第4話:家へ

 青年は数十回に渡る転生の末にようやく掴んだチャンスを離さまいとし、青年がずっと抱いていた疑問――裸の女性や墓場の水子など――を解消しようとした。


 赤子を捨てようとした彼女に連れられて、青年は彼女の「家」に到着した。しかし、それは家と呼ぶにはとてもみすぼらしかった。彼女は、解体で出たようなボロボロの木の廃材と布をうまく組み合わせたものを「家」と呼んでいた。


 その女性の家は、青年が見た中で最も栄えている街にあった。その街では、石畳の広い道路に南北に貫かれており、さらにその主要道から分岐した何本もの側道に覆われていた。建物は石で出来た土台に木を用いて造られていた。

 女性に連れられて青年が街の中心に近づくにつれて、側道は徐々に広くなっていき、またその表面も土から石畳へと変わっていった。そして整備された側道が増えていくにつれて、周りの建物は驚くべきことに――階層が増えるとか、豪華になるという意味ではなく、窓やドアが大きくなっていったのだ!

 女性の家は、人間が肩車しても余裕で入れるようなドアの建物が乱立しているような、街の中心に近いところにあった。そこにたどり着くまでに、少なくとも三本の側道を経由する必要があった。


 最も広い道からは見えなかったが、青年は同じようなを複数見た。そして、そのいずれも、青年が着いていった女性のように、裸の女性が住んでいるらしかった。


 家につくと、女性は青年に向かって

「いい? まもなく朝がくる。そしたら、日没まで決して声を上げてはいけないよ。それから、もしこの子が泣き声を上げたならば、この子は捨てて逃げなさい。わかった?」

といった。

 青年はその迫真ぶりに頷く他なかった。


 街は朝を迎えた。女性はどこかへ行ってしまった。

 青年は、しかし、その女性の忠告に逆らって、自身の興味に従うことにした。それは命は無限であるがゆえの冒険とも言えた。


 朝が来ると、街の端々から、様々な声が聞こえた。それは、しかも人間の声ではなく、ゲームのモンスターのような声であった。

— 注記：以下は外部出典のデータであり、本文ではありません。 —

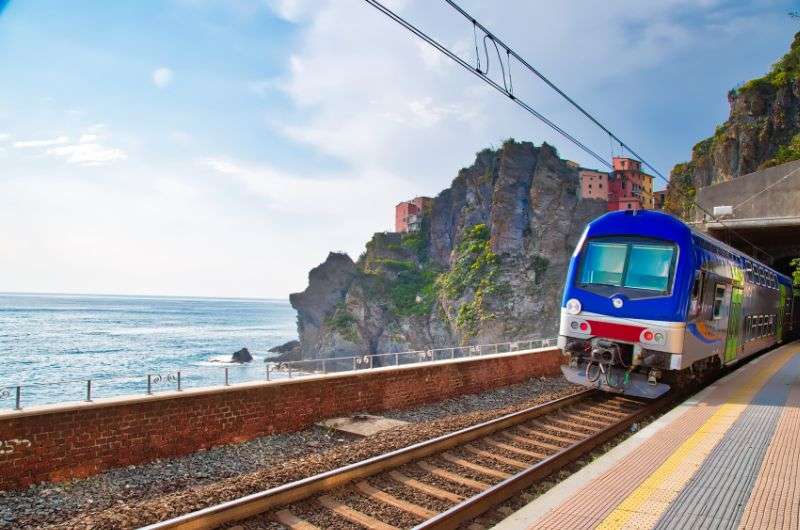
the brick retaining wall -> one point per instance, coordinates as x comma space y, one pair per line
81, 439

 青年はこの声と女性の忠告に関連があると考えた。そこで、恐らく泣いてしまったら――というより、存在が知られてしまったらだろうか――何か恐ろしい事をされてしまうのだろうと推測した。

 そして、それを確かめるべく青年は賭けに出た。

 

 青年は女性の家から離れると、思いっきり泣いてみた。それは、半径五〇メートルにいるすべての生き物が知覚できるであろうくらいにはうるさかった。

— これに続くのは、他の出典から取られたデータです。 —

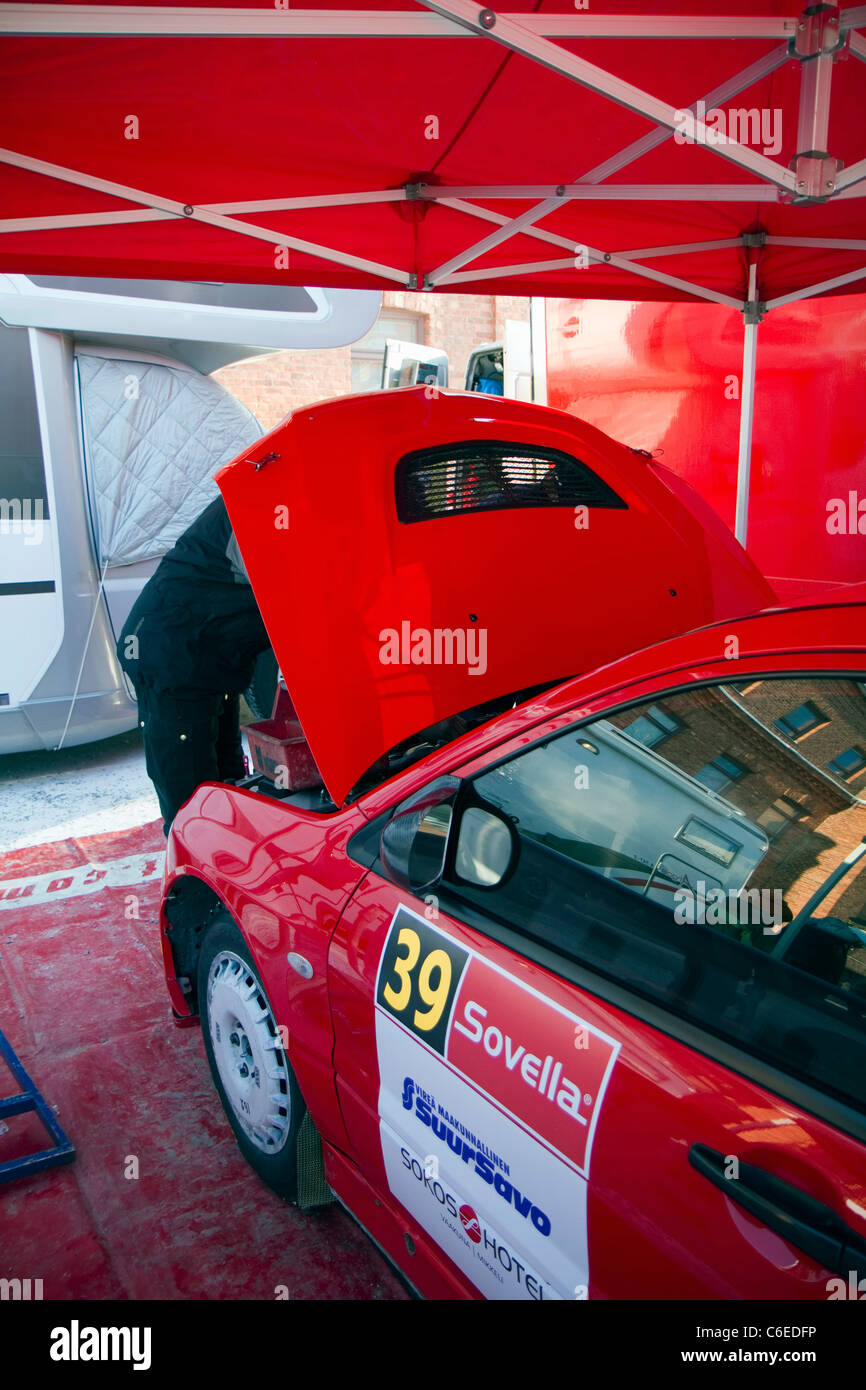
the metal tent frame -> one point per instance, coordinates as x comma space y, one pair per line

 そうして泣いて、少し待っていると、側道から様々な異形のものが顔を見せた。それらは皆、目や口が不規則な場所に付いていて、体からトゲや腕が生えていた。どうやって動いているのか、疑問に思うようなものもいた。

 それらは皆、青年を見つけると、一斉に駆け寄り、そして少し青年の体を見た後、青年の四肢をもぎ始めた。当然、青年はあまりの痛さに泣き叫ぶ。すると、それに嬉しそうな様子を見せて、それらは、さらに青年のへそから下を削り取ったり、臓器を露わにしたりと青年を弄んだ。そうして青年が虫の息になったころ、それらは青年を使った遊戯に飽きて、どこかへ行ってしまった。

 青年は薄れていく意識の中で、女性の忠告の意味を噛み締めた。


 青年はこうして、また女神の顔を見ることになった。